🤖 AI Summary
Existing LLM evaluation overemphasizes accuracy, failing to uncover the underlying reasoning strategies employed by models. Method: We introduce the first long-narrative riddle benchmark centered on “solution strategy diversity”—specifically contrasting creative insight versus brute-force enumeration—augmented by semantic parsing, mathematical formalization, stepwise reasoning generation, gold-answer-guided self-correction, and prompt-driven reasoning analysis.
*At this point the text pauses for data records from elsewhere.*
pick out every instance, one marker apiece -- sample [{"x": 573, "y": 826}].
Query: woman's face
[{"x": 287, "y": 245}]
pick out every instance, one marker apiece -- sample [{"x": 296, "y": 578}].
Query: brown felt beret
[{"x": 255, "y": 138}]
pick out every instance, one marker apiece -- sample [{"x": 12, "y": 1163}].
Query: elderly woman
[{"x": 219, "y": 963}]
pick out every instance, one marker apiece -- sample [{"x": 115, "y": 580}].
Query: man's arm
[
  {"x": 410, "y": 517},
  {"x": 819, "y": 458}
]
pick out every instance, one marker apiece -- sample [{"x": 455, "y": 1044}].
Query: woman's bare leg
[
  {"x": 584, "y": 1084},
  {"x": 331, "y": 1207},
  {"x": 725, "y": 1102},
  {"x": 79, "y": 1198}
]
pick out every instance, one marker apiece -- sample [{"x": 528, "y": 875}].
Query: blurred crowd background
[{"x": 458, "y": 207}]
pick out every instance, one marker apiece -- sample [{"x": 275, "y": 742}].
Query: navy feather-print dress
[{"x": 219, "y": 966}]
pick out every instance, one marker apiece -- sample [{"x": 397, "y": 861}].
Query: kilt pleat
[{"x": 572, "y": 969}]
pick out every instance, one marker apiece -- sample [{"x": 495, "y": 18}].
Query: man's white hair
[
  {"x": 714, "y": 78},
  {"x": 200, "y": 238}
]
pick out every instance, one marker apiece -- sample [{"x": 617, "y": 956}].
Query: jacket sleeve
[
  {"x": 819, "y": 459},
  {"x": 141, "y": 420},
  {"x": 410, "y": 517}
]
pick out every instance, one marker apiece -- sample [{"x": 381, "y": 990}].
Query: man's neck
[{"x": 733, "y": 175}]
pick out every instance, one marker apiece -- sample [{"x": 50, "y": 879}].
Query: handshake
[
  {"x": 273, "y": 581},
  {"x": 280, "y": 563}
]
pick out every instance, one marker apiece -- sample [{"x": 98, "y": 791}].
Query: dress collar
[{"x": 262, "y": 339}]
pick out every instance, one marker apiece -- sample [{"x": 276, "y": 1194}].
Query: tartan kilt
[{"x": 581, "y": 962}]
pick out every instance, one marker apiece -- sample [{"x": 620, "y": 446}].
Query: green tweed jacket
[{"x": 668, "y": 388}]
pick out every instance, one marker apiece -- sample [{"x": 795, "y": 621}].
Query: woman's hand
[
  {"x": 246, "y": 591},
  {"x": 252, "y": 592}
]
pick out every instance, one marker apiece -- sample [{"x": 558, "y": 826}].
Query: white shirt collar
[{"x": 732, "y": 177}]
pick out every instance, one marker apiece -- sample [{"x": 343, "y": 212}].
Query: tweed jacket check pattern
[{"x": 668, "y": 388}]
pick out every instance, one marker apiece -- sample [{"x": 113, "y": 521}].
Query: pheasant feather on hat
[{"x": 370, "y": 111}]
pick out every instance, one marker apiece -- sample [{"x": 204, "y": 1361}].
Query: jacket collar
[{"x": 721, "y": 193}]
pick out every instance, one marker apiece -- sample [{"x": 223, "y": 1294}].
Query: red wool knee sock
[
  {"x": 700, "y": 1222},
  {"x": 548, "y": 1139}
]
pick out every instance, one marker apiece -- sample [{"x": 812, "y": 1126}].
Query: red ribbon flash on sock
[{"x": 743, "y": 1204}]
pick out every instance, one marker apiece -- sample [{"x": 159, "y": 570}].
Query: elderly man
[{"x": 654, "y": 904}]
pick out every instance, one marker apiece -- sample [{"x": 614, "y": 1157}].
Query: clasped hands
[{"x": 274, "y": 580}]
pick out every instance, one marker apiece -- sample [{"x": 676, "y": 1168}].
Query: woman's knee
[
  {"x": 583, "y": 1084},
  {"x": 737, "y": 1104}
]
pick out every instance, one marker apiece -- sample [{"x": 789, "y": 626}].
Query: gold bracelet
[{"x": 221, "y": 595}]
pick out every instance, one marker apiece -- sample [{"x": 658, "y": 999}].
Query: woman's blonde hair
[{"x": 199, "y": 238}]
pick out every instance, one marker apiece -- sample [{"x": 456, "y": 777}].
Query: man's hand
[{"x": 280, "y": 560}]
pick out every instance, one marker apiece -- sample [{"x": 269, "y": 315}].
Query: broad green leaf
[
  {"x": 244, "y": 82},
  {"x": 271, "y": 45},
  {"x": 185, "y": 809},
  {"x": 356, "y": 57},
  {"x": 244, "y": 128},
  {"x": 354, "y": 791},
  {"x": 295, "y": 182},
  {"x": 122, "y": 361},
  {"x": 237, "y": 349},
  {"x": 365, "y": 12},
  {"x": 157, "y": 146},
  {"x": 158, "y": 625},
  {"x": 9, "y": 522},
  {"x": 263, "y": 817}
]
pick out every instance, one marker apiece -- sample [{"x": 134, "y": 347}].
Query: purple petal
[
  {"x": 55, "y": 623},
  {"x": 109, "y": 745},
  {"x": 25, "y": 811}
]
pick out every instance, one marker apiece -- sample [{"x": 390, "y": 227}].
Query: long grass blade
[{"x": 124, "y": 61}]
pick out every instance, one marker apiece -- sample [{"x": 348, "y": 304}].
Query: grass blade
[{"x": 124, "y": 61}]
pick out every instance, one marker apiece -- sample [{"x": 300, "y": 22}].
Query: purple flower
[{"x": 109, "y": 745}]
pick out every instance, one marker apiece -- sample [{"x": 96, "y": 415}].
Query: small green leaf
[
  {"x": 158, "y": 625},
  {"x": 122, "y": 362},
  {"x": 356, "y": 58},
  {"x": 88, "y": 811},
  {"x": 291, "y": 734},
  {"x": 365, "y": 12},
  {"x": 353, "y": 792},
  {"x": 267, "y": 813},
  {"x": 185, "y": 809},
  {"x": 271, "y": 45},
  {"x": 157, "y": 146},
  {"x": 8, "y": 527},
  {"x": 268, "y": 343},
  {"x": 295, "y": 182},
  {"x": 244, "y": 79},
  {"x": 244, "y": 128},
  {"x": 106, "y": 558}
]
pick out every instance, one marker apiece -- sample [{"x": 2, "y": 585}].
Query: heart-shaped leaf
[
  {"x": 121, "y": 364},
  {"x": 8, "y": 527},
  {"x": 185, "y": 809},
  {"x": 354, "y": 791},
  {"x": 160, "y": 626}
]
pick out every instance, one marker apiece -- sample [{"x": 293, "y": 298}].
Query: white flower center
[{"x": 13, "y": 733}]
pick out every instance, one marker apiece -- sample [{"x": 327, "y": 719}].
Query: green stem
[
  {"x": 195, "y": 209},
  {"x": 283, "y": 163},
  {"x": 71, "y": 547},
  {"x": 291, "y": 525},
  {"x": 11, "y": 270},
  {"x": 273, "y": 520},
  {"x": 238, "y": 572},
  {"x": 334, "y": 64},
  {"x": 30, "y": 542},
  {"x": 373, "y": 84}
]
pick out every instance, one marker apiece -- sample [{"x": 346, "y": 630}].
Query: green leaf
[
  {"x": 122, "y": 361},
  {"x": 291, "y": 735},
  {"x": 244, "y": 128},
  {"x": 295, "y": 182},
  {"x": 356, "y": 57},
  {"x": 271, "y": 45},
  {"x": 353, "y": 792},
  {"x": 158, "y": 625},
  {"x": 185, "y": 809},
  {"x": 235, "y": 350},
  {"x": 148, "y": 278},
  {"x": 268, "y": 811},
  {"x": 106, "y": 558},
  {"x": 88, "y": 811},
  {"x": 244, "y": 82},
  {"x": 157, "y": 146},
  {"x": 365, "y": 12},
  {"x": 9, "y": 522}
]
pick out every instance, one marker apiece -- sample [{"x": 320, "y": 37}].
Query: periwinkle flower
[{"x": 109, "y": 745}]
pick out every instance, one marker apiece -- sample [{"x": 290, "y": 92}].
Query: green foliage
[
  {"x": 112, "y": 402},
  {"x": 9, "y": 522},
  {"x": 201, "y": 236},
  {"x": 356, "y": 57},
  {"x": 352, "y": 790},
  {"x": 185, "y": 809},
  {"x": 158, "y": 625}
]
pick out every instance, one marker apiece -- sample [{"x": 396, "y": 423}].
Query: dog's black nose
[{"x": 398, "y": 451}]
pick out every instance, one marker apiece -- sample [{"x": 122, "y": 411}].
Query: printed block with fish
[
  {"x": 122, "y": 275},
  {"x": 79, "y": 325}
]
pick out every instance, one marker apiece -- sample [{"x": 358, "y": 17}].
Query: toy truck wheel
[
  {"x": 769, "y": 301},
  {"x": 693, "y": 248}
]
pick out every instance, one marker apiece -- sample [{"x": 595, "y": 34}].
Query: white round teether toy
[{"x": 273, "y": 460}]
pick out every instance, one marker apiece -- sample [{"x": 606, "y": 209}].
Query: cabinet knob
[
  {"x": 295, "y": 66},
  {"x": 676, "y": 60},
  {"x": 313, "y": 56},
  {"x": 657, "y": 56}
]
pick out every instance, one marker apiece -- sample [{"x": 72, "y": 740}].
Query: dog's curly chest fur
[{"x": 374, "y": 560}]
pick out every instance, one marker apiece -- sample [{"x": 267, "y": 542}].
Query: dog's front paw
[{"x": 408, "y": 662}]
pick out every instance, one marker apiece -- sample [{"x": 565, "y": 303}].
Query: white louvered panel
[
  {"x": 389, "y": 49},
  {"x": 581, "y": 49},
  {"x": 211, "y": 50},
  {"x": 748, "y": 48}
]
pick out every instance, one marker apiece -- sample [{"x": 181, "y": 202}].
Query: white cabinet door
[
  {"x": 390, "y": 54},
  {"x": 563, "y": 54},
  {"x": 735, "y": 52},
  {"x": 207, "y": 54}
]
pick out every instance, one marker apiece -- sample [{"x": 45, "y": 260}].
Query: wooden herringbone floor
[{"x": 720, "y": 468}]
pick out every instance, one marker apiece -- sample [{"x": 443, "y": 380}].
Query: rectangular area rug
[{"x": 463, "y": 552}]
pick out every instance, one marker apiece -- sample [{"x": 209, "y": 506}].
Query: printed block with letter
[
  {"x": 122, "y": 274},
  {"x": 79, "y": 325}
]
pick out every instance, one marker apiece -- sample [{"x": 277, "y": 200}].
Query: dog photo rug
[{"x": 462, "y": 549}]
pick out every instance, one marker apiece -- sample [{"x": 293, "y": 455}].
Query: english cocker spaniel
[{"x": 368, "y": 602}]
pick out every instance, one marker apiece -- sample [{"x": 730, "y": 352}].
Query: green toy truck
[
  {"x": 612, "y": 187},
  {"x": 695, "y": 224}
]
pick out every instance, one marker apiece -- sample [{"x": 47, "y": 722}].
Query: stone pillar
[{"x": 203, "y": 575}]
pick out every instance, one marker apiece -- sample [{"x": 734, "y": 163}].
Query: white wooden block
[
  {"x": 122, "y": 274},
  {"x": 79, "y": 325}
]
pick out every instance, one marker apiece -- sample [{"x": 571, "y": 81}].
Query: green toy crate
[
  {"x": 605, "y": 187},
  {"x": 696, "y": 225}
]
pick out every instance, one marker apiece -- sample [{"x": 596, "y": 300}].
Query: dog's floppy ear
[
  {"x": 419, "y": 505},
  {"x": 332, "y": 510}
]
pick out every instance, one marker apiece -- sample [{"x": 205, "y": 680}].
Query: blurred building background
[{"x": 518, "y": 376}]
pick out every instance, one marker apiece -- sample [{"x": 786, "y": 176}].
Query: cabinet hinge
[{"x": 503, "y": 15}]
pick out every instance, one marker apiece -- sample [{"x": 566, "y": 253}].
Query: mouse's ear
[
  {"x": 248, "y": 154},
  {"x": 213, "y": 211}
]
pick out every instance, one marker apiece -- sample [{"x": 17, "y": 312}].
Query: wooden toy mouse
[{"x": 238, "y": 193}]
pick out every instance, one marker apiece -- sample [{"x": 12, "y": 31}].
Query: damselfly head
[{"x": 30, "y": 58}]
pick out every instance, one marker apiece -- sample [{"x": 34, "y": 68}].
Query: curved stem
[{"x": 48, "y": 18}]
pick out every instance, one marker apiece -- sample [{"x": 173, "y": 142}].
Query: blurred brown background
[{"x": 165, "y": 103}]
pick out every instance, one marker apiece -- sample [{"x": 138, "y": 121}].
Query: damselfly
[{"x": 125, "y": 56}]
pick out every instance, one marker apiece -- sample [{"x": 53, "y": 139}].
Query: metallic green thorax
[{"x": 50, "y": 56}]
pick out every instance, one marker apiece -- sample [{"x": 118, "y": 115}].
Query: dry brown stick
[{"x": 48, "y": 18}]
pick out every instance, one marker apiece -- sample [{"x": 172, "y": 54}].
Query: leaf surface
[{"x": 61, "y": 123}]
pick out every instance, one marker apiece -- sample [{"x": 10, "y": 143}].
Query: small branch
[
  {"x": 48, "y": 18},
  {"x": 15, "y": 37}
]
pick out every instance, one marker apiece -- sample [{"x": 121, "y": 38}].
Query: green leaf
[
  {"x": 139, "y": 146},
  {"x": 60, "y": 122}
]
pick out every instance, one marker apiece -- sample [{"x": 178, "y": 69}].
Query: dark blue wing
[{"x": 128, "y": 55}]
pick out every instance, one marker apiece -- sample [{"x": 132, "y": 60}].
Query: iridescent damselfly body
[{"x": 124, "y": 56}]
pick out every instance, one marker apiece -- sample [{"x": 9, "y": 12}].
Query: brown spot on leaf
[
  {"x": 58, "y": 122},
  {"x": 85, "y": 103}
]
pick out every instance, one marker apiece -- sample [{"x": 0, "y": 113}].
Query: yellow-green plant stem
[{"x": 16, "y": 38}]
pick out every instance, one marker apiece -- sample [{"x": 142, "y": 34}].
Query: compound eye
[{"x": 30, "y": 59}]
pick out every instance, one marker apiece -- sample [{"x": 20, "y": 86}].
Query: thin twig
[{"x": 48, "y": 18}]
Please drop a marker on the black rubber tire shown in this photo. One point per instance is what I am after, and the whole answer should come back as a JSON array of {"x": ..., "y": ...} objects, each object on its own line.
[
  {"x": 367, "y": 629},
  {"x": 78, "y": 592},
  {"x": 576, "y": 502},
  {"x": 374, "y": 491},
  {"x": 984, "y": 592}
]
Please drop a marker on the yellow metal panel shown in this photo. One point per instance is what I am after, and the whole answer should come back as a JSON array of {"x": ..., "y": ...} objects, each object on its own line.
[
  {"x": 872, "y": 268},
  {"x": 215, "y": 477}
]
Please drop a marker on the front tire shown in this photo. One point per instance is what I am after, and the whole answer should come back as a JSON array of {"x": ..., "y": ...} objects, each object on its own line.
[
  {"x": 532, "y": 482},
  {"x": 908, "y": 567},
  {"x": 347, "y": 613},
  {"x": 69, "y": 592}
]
Contribution/Results: Experiments reveal that LLMs can indeed generate concise, human-like, insight-based solutions, confirming partial high-level problem-solving capability; however, they also exhibit pervasive redundancy and enumeration bias, exposing strategic preference flaws. Our framework transcends the accuracy-only paradigm, offering an interpretable, multi-layered evaluation methodology for probing LLMs’ authentic reasoning mechanisms—including solution quality, semantic comprehension, self-correction efficacy, and prompt utilization efficiency.
📝 Abstract
Accuracy remains a standard metric for evaluating AI systems, but it offers limited insight into how models arrive at their solutions. In this work, we introduce a benchmark based on brainteasers written in long narrative form to probe more deeply into the types of reasoning strategies that models use. Brainteasers are well-suited for this goal because they can be solved with multiple approaches, such as a few-step solution that uses a creative insight or a longer solution that uses more brute force. We investigate large language models (LLMs) across multiple layers of reasoning, focusing not only on correctness but also on the quality and creativity of their solutions. We investigate many aspects of the reasoning process: (1) semantic parsing of the brainteasers into precise mathematical competition style formats; (2) generating solutions from these mathematical forms; (3) self-correcting solutions based on gold solutions; (4) producing step-by-step sketches of solutions; and (5) making use of hints. We find that LLMs are in many cases able to find creative, insightful solutions to brainteasers, suggesting that they capture some of the capacities needed to solve novel problems in creative ways. Nonetheless, there also remain situations where they rely on brute force despite the availability of more efficient, creative solutions, highlighting a potential direction for improvement in the reasoning abilities of LLMs.